To finish, simply drop

$1
on the end of the target URL
...=$1
for the collected information to be appended on the end.

This stuff is very powerful and is completely unforgiving of typos and errors in thought process. That is why you have to define *exactly* what you want it to do, before you start any coding (or develop on a test server where errors are not going to get an entire site de-listed from search engines). I hope I haven't made any errors, but jd will likely look in on this thread and offer a more efficient solution if it exists.

[edited by: g1smd at 8:50 pm (utc) on Oct. 10, 2008]

dpaanlka

8:49 pm on Oct 10, 2008 (gmt 0)

10+ Year Member



Any ideas on how to do the last bit? Attaching the requested file path to the new redirect location as a URL variable?

EDIT: Many of my files are located in subdirectories, and subdirectories within subdirectories and so on. Basically, I'd fancy the ability to break after the http://example.com/ and catch the subdirectories and the file name only. Will this still work with the above example?
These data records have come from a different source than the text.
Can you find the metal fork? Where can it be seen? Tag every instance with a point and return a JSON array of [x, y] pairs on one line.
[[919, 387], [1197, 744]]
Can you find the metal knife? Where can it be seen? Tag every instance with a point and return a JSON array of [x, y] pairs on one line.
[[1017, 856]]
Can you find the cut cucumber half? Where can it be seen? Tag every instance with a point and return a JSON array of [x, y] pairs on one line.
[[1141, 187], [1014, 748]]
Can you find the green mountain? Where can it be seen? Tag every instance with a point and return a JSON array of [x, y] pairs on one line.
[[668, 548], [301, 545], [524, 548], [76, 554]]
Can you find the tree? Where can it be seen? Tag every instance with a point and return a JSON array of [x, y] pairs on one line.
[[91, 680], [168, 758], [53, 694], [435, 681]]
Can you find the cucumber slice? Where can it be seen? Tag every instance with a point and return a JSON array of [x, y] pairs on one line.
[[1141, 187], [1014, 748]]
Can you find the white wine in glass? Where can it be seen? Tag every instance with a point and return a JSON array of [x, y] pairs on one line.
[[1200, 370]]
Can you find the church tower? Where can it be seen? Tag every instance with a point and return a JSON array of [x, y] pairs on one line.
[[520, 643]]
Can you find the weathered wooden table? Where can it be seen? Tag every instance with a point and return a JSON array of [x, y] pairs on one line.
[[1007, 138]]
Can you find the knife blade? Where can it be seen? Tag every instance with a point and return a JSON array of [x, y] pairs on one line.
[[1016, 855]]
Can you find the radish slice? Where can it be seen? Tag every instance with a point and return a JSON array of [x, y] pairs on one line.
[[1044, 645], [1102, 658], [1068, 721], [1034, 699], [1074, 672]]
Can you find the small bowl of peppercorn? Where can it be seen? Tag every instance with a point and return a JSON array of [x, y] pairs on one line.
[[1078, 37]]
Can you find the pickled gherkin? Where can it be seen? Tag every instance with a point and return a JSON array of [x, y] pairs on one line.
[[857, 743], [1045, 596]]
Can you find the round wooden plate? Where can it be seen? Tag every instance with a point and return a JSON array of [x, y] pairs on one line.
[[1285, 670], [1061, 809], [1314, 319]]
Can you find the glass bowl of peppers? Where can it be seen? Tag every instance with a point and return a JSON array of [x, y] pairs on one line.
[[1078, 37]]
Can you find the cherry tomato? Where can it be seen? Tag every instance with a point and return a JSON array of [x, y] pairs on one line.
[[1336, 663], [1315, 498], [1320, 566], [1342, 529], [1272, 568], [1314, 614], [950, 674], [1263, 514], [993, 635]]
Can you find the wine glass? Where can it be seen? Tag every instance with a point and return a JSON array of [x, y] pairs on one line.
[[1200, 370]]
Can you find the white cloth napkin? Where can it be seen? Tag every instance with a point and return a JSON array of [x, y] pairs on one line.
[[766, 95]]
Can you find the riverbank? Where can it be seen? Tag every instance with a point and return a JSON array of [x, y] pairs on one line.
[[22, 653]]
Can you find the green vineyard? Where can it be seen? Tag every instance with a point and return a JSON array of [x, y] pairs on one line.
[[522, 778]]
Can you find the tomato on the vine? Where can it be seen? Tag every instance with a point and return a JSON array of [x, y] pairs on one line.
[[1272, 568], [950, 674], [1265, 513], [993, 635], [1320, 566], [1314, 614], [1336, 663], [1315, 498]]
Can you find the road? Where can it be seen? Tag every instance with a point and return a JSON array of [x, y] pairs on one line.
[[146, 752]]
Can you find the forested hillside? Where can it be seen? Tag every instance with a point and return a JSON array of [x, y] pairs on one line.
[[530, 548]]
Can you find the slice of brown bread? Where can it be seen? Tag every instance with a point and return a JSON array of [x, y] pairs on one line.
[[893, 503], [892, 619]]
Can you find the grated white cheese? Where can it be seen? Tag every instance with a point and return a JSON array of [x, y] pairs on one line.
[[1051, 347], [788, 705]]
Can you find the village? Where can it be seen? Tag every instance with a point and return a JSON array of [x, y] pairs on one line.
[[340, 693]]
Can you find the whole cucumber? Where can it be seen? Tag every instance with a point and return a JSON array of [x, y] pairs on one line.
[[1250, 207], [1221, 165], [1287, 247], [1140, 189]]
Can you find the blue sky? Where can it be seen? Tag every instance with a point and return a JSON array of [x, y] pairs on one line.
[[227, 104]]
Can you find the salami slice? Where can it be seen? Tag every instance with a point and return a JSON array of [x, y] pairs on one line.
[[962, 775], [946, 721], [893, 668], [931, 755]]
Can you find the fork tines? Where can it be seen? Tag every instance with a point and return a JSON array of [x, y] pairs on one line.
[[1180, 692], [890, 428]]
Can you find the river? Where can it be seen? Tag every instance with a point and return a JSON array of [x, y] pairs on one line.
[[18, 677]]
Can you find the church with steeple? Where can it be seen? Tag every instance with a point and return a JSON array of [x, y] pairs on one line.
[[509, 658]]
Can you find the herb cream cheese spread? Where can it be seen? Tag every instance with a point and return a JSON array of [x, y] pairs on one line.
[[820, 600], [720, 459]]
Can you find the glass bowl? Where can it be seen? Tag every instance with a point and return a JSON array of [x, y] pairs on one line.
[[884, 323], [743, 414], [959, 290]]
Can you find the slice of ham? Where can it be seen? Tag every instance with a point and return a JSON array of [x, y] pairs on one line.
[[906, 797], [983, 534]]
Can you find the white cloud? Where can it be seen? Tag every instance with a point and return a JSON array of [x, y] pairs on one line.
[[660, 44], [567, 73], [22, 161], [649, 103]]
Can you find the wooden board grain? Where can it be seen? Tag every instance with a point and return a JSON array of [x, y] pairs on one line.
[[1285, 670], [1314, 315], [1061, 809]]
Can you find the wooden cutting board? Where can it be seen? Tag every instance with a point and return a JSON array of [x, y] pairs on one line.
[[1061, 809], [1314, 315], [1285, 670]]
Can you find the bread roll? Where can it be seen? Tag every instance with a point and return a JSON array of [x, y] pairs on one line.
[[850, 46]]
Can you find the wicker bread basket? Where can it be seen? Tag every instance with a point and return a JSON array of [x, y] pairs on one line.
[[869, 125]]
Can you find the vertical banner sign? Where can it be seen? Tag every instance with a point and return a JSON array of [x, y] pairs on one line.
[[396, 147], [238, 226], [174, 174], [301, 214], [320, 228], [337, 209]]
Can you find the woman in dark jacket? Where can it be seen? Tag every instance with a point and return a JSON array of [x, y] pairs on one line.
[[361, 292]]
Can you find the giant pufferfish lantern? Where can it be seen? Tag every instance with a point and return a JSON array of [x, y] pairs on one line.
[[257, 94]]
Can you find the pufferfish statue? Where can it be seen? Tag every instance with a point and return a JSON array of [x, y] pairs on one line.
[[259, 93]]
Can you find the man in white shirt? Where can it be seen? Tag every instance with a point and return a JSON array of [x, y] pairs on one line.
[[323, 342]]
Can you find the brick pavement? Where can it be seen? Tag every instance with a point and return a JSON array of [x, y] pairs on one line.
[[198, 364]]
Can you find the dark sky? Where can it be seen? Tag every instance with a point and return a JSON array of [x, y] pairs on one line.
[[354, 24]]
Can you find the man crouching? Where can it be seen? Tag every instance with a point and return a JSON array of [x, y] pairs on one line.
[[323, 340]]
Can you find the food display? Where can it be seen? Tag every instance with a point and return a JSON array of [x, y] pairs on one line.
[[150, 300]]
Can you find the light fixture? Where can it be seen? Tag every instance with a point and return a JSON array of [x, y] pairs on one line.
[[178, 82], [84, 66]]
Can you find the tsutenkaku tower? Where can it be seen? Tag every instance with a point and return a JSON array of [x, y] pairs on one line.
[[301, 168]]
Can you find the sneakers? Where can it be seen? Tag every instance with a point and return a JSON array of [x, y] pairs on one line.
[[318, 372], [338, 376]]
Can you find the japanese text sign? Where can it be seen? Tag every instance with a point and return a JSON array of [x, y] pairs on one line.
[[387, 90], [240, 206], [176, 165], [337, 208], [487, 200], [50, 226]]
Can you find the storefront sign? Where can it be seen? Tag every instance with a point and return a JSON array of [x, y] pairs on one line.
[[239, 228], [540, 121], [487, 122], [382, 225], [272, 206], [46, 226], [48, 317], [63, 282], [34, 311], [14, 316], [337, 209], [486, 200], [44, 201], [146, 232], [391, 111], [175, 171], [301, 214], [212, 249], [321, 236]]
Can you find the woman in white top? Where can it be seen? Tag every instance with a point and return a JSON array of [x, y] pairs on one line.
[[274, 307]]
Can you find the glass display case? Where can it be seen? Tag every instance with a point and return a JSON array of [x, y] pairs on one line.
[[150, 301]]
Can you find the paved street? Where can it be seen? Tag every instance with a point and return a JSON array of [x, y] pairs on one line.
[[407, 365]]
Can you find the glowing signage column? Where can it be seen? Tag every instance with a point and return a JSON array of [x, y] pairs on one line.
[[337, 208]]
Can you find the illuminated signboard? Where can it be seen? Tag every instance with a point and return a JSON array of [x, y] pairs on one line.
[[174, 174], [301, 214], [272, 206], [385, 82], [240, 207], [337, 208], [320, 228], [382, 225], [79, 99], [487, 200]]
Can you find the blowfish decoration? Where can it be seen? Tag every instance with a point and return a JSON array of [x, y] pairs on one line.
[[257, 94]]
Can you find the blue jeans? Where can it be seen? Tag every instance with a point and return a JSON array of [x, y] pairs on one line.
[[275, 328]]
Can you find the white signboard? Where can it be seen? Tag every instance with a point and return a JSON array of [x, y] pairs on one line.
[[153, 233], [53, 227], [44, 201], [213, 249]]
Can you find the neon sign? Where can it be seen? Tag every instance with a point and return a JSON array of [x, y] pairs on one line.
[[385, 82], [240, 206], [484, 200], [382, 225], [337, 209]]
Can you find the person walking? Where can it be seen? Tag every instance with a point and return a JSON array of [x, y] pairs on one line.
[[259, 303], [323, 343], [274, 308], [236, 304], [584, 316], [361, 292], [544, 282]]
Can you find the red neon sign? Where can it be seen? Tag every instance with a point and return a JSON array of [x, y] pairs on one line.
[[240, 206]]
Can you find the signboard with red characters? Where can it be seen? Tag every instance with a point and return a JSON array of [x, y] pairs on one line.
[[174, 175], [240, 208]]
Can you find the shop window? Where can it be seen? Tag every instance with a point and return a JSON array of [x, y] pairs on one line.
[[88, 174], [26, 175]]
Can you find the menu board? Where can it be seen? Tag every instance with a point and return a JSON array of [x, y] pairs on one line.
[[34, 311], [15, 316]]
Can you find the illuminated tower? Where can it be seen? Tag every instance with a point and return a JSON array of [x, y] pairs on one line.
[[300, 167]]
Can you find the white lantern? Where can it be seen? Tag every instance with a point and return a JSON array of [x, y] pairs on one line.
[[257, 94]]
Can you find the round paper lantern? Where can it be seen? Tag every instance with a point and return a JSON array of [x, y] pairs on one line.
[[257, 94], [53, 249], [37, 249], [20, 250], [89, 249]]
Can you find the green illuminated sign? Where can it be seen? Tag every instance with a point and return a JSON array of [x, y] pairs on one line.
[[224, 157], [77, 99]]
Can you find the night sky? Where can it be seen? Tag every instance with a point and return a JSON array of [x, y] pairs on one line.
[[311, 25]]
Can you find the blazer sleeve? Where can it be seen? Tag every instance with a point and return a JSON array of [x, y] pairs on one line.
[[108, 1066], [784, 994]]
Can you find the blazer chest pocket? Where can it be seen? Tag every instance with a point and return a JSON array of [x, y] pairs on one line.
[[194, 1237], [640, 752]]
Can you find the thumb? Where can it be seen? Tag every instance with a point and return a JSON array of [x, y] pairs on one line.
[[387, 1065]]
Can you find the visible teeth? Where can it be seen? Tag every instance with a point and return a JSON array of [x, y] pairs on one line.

EDIT#2: I have, indeed, been doing all this on a test server first.

[edited by: jdMorgan at 12:47 am (utc) on Oct. 11, 2008]
[edit reason] example.com [/edit]

dpaanlka

8:59 pm on Oct 10, 2008 (gmt 0)

10+ Year Member



Well, I used ^([^.]+\.(zip¦hqx¦sit¦dmg¦iso¦bin))$ + the $1 at the end and it does seem to be working now. Thanks for all your help! I'll test this out for a bit and if anything happens I'll post here.

g1smd

12:21 am on Oct 11, 2008 (gmt 0)

WebmasterWorld Senior Member 10+ Year Member Top Contributors Of The Month



The left hand side of a RewriteRule has only the folder and filepath available to be tested and evaluated.

By default, both the host name and the query string are not present. They can be found in %{HTTP_HOST} and %{QUERY_STRING} etc, tested separately.

The path information that is present is also localised such that if the .htaccess is in a folder then information about folders closer to the root is not included.

Glad you got it working.

You may find the PHP and/or JavaScript forums as WebmasterWorld to be helpful in getting your "thanks" script to do what you want it to, but it does sound like you are already well on the way.

One thing to do as you go along, is to ask yourself "how could someone abuse this?" and take steps to prevent that. I mentioned the usage of robots disallow.

What would happen if someone linked to your "thanks" page? What would happen if they crafted a "nasty" value for the filename? There's more data checking to be done in the script to reject malicious requests, and to ensure only valid archives are requested.

dpaanlka

9:37 pm on Oct 11, 2008 (gmt 0)

10+ Year Member



I've done a few things to ensure security, including blocking the page from robots.txt, parsing the passed variable into html-friendly code with $variable = htmlspecialchars($_GET['variable']); (so <script> wouldn't run as a script, for example), and also passing only the path of the file, not the domain, and adding the domain. In other words, the htaccess only passes directory/file.ext and the script on thanks page combines it with http://www.example.com/ to create the full name. If somebody goes to the thanks page, no matter what they pass it always gets added to http://www.example.com/ so they can't send people elsewhere.

I think this should have it all taken care of, yes?